Fig. 4: Putative therapeutic targeting of intratumoral T_reg cells.

Various molecules and/or pathways may be exploited to specifically target T_reg cells in the TME. Those targets expressed on the cell surface include the extracellular adenosine-producing enzymes CD39 and CD73, the T_reg cell activation marker 4-1BB, the receptor for VEGF (VEGF-R), the invariant chain of MHC-II (CD74), and the neutrophil-associated marker CD177. Additionally, some therapeutic targets are associated with cell signaling pathways, including the ATPase p97 in complex with its co-factor NPL4 (p97–NPL4 complex), the CARMA1–BCL10–MALT1 (CBM) complex, and LCK–ZAP–70 signaling downstream of TCR activation. The histone demethylase JMJD1C serves as an epigenetic modifier target to disrupt intratumoral T_reg cells.

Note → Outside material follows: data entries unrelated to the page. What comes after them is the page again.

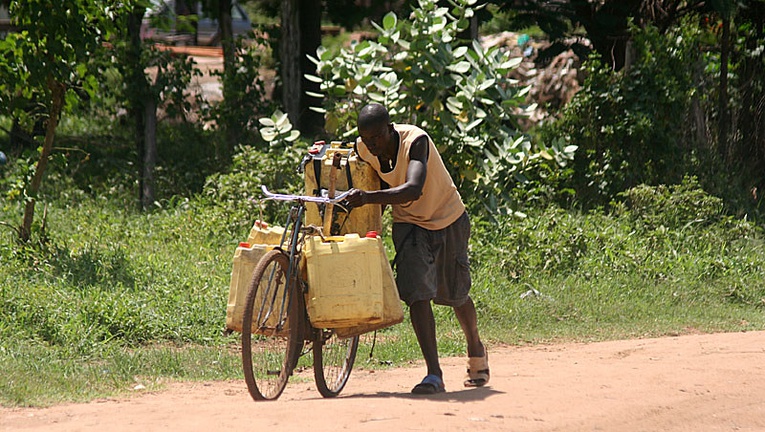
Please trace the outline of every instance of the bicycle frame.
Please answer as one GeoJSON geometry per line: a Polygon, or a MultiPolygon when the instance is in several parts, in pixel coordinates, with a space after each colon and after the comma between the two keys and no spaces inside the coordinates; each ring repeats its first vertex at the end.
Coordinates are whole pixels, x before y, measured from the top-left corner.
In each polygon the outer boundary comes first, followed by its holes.
{"type": "MultiPolygon", "coordinates": [[[[305,203],[306,202],[315,202],[315,203],[323,203],[323,204],[335,204],[339,205],[339,203],[345,199],[345,197],[348,195],[348,192],[342,193],[338,195],[335,198],[327,198],[327,197],[314,197],[314,196],[306,196],[306,195],[289,195],[289,194],[278,194],[278,193],[272,193],[269,192],[265,185],[262,187],[263,194],[266,196],[265,199],[267,200],[274,200],[274,201],[292,201],[295,204],[290,208],[290,211],[287,214],[287,220],[284,223],[284,233],[282,234],[282,239],[279,244],[279,249],[282,250],[282,252],[287,254],[287,257],[289,258],[289,266],[287,267],[287,280],[291,281],[292,283],[295,283],[296,286],[304,288],[304,285],[300,281],[300,254],[302,253],[302,244],[305,236],[307,235],[306,232],[304,232],[303,227],[303,216],[305,215],[305,203]],[[285,241],[287,241],[287,235],[289,234],[289,242],[285,244],[285,241]],[[300,236],[303,236],[301,239],[300,236]]],[[[342,205],[341,205],[342,207],[342,205]]],[[[312,227],[312,229],[317,229],[316,227],[312,227]]],[[[321,231],[319,230],[319,233],[321,231]]],[[[323,237],[323,233],[321,233],[323,237]]],[[[273,275],[271,275],[273,277],[273,275]]],[[[304,295],[305,292],[300,292],[300,295],[304,295]]],[[[289,308],[289,302],[284,301],[284,297],[288,295],[287,291],[282,294],[282,309],[289,308]]],[[[276,299],[272,299],[272,303],[275,302],[276,299]]],[[[291,301],[291,300],[290,300],[291,301]]],[[[281,310],[280,313],[283,313],[284,310],[281,310]]],[[[283,315],[280,315],[283,316],[283,315]]],[[[259,317],[261,318],[261,317],[259,317]]],[[[263,322],[263,321],[260,321],[263,322]]],[[[308,331],[310,333],[310,331],[308,331]]],[[[307,335],[304,334],[303,337],[305,338],[307,335]]]]}

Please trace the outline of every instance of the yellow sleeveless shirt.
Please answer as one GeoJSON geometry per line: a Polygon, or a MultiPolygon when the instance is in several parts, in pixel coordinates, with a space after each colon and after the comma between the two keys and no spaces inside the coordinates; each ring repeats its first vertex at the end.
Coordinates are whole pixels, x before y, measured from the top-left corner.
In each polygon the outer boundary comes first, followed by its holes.
{"type": "Polygon", "coordinates": [[[429,230],[440,230],[448,227],[465,212],[465,205],[449,171],[444,166],[441,155],[438,154],[433,140],[417,126],[396,124],[394,128],[399,134],[400,143],[396,155],[396,166],[391,172],[384,173],[380,161],[372,155],[359,138],[356,148],[359,156],[372,165],[380,178],[391,187],[406,183],[406,171],[409,167],[409,149],[412,143],[425,135],[428,138],[428,164],[425,185],[422,195],[415,201],[405,204],[394,204],[393,222],[415,224],[429,230]]]}

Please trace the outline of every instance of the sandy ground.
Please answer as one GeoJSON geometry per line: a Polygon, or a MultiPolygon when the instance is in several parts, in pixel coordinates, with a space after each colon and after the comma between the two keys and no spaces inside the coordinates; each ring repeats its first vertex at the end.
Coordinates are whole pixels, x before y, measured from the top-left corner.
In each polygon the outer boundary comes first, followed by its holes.
{"type": "Polygon", "coordinates": [[[462,387],[464,359],[444,359],[447,392],[415,396],[423,367],[357,370],[322,399],[310,371],[275,402],[244,382],[180,383],[160,392],[46,409],[0,408],[1,431],[763,431],[765,332],[492,347],[489,386],[462,387]],[[265,429],[264,429],[265,428],[265,429]]]}

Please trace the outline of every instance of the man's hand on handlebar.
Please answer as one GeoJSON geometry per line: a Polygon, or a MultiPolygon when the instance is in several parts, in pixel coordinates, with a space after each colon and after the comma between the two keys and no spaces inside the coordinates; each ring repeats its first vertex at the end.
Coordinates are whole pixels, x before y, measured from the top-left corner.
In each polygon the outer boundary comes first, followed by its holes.
{"type": "Polygon", "coordinates": [[[351,189],[343,200],[342,205],[349,208],[361,207],[367,204],[367,192],[360,189],[351,189]]]}

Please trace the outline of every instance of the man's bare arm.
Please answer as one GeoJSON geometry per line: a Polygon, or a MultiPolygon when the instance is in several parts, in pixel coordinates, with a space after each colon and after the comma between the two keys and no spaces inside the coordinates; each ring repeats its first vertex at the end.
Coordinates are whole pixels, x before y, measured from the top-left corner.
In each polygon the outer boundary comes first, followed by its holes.
{"type": "Polygon", "coordinates": [[[346,202],[351,207],[365,204],[404,204],[415,201],[422,195],[425,179],[428,175],[428,138],[417,138],[409,148],[409,166],[406,169],[406,182],[401,186],[379,191],[352,189],[346,202]]]}

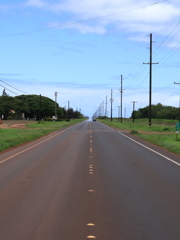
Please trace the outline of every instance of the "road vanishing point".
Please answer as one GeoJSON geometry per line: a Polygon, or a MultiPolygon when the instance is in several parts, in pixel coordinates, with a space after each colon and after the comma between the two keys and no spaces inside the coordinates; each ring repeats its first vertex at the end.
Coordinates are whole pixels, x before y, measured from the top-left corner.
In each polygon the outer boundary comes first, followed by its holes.
{"type": "Polygon", "coordinates": [[[180,157],[84,121],[0,154],[1,240],[179,240],[180,157]]]}

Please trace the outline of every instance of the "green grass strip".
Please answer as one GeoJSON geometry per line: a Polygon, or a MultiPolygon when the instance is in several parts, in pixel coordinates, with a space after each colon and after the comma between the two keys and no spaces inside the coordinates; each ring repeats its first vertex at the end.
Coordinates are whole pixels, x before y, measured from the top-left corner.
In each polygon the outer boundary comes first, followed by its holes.
{"type": "Polygon", "coordinates": [[[26,125],[26,129],[0,128],[0,152],[10,147],[38,139],[53,131],[82,122],[84,119],[71,120],[69,122],[40,122],[26,125]]]}

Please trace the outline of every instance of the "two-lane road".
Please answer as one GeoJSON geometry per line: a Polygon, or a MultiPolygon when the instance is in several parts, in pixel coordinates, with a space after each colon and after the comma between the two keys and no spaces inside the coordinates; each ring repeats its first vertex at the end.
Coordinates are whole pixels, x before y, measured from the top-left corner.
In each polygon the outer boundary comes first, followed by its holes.
{"type": "Polygon", "coordinates": [[[0,155],[0,239],[96,238],[179,240],[179,156],[88,121],[0,155]]]}

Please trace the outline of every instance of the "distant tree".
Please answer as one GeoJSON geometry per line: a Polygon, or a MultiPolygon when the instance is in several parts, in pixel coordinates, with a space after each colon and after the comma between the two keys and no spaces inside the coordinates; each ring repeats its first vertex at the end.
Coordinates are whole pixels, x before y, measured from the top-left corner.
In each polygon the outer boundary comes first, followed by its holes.
{"type": "Polygon", "coordinates": [[[61,118],[65,117],[64,108],[61,108],[61,107],[57,108],[57,116],[58,116],[58,119],[61,119],[61,118]]]}
{"type": "Polygon", "coordinates": [[[82,118],[82,115],[81,115],[81,113],[79,111],[76,110],[73,113],[73,118],[79,119],[79,118],[82,118]]]}
{"type": "Polygon", "coordinates": [[[6,89],[4,88],[2,96],[8,96],[8,94],[6,93],[6,89]]]}
{"type": "Polygon", "coordinates": [[[4,119],[8,119],[11,110],[14,110],[14,98],[9,96],[0,96],[0,116],[4,115],[4,119]]]}
{"type": "MultiPolygon", "coordinates": [[[[179,109],[172,106],[164,106],[161,103],[152,105],[151,116],[155,119],[178,119],[179,109]]],[[[132,113],[133,114],[133,113],[132,113]]],[[[139,108],[134,111],[135,118],[148,118],[149,117],[149,106],[139,108]]],[[[131,115],[132,118],[133,115],[131,115]]]]}
{"type": "MultiPolygon", "coordinates": [[[[38,119],[39,111],[41,111],[41,118],[44,120],[55,115],[55,102],[48,97],[41,96],[40,98],[40,95],[20,95],[15,98],[26,103],[22,109],[26,118],[38,119]]],[[[61,109],[57,104],[58,118],[63,117],[63,110],[61,109]]]]}
{"type": "Polygon", "coordinates": [[[67,110],[67,112],[66,112],[66,118],[73,118],[73,114],[74,114],[74,110],[73,110],[73,108],[69,108],[68,110],[67,110]]]}

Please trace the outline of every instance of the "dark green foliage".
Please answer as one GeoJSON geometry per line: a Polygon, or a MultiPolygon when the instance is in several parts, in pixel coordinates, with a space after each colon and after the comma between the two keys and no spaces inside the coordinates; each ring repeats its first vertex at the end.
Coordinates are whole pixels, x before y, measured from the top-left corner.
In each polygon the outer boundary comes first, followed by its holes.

Transcription factors whose disruption is associated with impaired intratumoral T_reg cell function include FOXP3E2, FOXO1, c-REL (subunit of the canonical NF-κB complex), BATF, and TRPS1. Finally, direct metabolic targets include SREBP and FASN, associated with de novo fatty acid synthesis, and the fatty acid transporter CD36.